Department of Mechanical Engineering, Villanova University, 800 Lancaster Avenue, Villanova, PA, 19085, USA.
Biomech Model Mechanobiol. 2018 Oct;17(5):1415-1428. doi: 10.1007/s10237-018-1035-6. Epub 2018 May 28.
The recent studies have shown that long-term bisphosphonate use may result in a number of mechanical alterations in the bone tissue including a reduction in compositional heterogeneity and an increase in microcrack density. There are limited number of experimental and computational studies in the literature that evaluated how these modifications affect crack initiation and propagation in cortical bone. Therefore, in this study, the entire crack growth process including initiation and propagation was simulated at the microscale by using the cohesive extended finite element method. Models with homogeneous and heterogeneous material properties (represented at the microscale capturing the variability in material property values and their distribution) as well as different microcrack density and microstructure were compared. The results showed that initiation fracture resistance was higher in models with homogeneous material properties compared to heterogeneous ones, whereas an opposite trend was observed in propagation fracture resistance. The increase in material heterogeneity level up to 10 different material property sets increased the propagation fracture resistance beyond which a decrease was observed while still remaining higher than the homogeneous material distribution. The simulation results also showed that the total osteonal area influenced crack propagation and the local osteonal area near the initial crack affected the crack initiation behavior. In addition, the initiation fracture resistance was higher in models representing bisphosphonate treated bone (low material heterogeneity, high microcrack density) compared to untreated bone models (high material heterogeneity, low microcrack density), whereas an opposite trend was observed at later stages of crack growth. In summary, the results demonstrated that tissue material heterogeneity, microstructure, and microcrack density influenced crack initiation and propagation differently. The findings also elucidate how possible modifications in material heterogeneity and microcrack density due to bisphosphonate treatment may influence the initiation and propagation fracture resistance of cortical bone.
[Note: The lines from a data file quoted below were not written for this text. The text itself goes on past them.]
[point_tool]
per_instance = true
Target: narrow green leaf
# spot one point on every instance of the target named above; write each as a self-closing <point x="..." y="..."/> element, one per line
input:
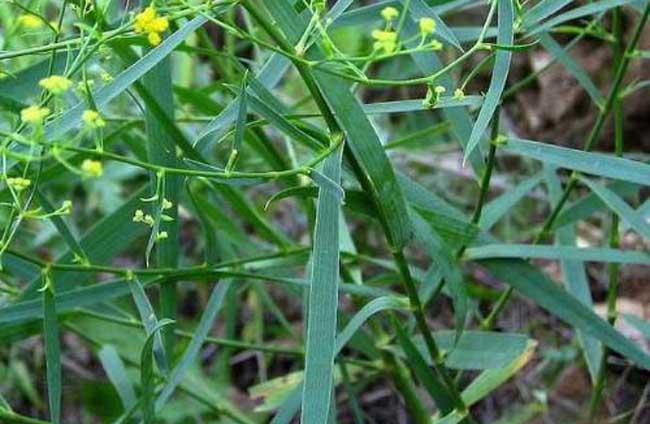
<point x="530" y="282"/>
<point x="147" y="374"/>
<point x="591" y="203"/>
<point x="116" y="372"/>
<point x="573" y="67"/>
<point x="61" y="226"/>
<point x="584" y="254"/>
<point x="618" y="205"/>
<point x="442" y="255"/>
<point x="489" y="380"/>
<point x="497" y="208"/>
<point x="404" y="106"/>
<point x="371" y="308"/>
<point x="587" y="162"/>
<point x="52" y="351"/>
<point x="576" y="13"/>
<point x="323" y="298"/>
<point x="360" y="135"/>
<point x="120" y="83"/>
<point x="499" y="76"/>
<point x="212" y="308"/>
<point x="149" y="321"/>
<point x="427" y="376"/>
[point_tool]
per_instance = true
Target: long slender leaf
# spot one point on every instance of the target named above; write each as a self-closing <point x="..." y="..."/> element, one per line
<point x="529" y="281"/>
<point x="499" y="76"/>
<point x="323" y="299"/>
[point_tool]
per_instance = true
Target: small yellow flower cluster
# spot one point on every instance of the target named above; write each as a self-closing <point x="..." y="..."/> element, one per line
<point x="385" y="40"/>
<point x="148" y="22"/>
<point x="92" y="168"/>
<point x="18" y="183"/>
<point x="30" y="21"/>
<point x="427" y="26"/>
<point x="389" y="13"/>
<point x="66" y="207"/>
<point x="140" y="216"/>
<point x="433" y="95"/>
<point x="34" y="114"/>
<point x="92" y="119"/>
<point x="56" y="84"/>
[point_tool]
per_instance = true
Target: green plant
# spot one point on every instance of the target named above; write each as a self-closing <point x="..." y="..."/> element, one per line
<point x="169" y="155"/>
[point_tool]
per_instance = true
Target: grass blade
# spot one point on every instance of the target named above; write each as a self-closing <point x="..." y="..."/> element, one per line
<point x="499" y="76"/>
<point x="323" y="299"/>
<point x="114" y="368"/>
<point x="52" y="350"/>
<point x="212" y="308"/>
<point x="529" y="281"/>
<point x="622" y="209"/>
<point x="590" y="163"/>
<point x="147" y="375"/>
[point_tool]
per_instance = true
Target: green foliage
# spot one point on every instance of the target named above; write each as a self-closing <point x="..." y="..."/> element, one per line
<point x="186" y="173"/>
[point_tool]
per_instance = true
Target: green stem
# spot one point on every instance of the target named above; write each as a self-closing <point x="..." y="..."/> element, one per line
<point x="398" y="255"/>
<point x="614" y="235"/>
<point x="621" y="70"/>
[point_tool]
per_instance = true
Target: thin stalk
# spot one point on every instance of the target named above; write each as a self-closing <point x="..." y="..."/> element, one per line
<point x="614" y="235"/>
<point x="614" y="93"/>
<point x="308" y="77"/>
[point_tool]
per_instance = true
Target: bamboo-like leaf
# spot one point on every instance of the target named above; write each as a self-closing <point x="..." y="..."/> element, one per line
<point x="499" y="76"/>
<point x="497" y="208"/>
<point x="429" y="378"/>
<point x="489" y="380"/>
<point x="52" y="351"/>
<point x="116" y="372"/>
<point x="590" y="163"/>
<point x="583" y="254"/>
<point x="618" y="205"/>
<point x="149" y="321"/>
<point x="323" y="299"/>
<point x="147" y="375"/>
<point x="120" y="83"/>
<point x="530" y="282"/>
<point x="215" y="302"/>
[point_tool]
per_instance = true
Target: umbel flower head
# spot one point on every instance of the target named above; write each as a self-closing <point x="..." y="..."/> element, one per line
<point x="389" y="13"/>
<point x="427" y="26"/>
<point x="30" y="21"/>
<point x="18" y="183"/>
<point x="148" y="22"/>
<point x="34" y="114"/>
<point x="92" y="168"/>
<point x="56" y="84"/>
<point x="386" y="40"/>
<point x="92" y="119"/>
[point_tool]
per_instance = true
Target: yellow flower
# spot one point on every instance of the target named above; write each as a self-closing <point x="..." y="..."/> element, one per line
<point x="34" y="114"/>
<point x="389" y="13"/>
<point x="93" y="119"/>
<point x="30" y="21"/>
<point x="386" y="40"/>
<point x="105" y="76"/>
<point x="150" y="23"/>
<point x="138" y="216"/>
<point x="66" y="207"/>
<point x="56" y="84"/>
<point x="92" y="168"/>
<point x="18" y="183"/>
<point x="427" y="26"/>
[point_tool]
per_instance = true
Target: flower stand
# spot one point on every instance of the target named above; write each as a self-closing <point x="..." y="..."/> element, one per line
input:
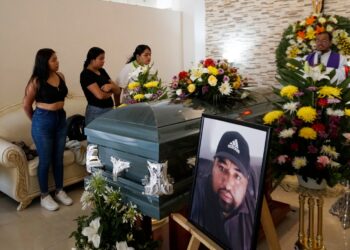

最近的研究表明,长期使用双膦酸盐可能会导致骨组织发生多种力学改变,包括组成异质性降低和微裂纹密度增加。文献中仅有少数实验和计算研究评估了这些改变如何影响皮质骨中的裂纹起始和扩展。因此,在这项研究中,使用内聚扩展有限元法在微尺度上模拟了整个裂纹扩展过程,包括起始和扩展。比较了具有均匀和非均匀材料特性的模型(在微尺度上表示,捕捉材料特性值及其分布的可变性)以及不同的微裂纹密度和微观结构。结果表明,与非均匀材料特性模型相比,具有均匀材料特性模型的起始断裂阻力更高,而在扩展断裂阻力方面则相反。材料非均匀性水平增加到 10 种不同的材料特性集,增加了扩展断裂阻力,超过这一水平后,阻力会下降,但仍高于均匀材料分布。模拟结果还表明,总骨单位面积影响裂纹扩展,初始裂纹附近的局部骨单位面积影响裂纹起始行为。此外,与未处理骨模型相比,代表双膦酸盐处理骨(低材料非均匀性、高微裂纹密度)的模型的起始断裂阻力更高,而在裂纹扩展的后期阶段则相反。总之,结果表明,组织材料异质性、微观结构和微裂纹密度对裂纹起始和扩展的影响不同。这些发现还阐明了由于双膦酸盐治疗可能导致的材料异质性和微裂纹密度的变化如何影响皮质骨的起始和扩展断裂阻力。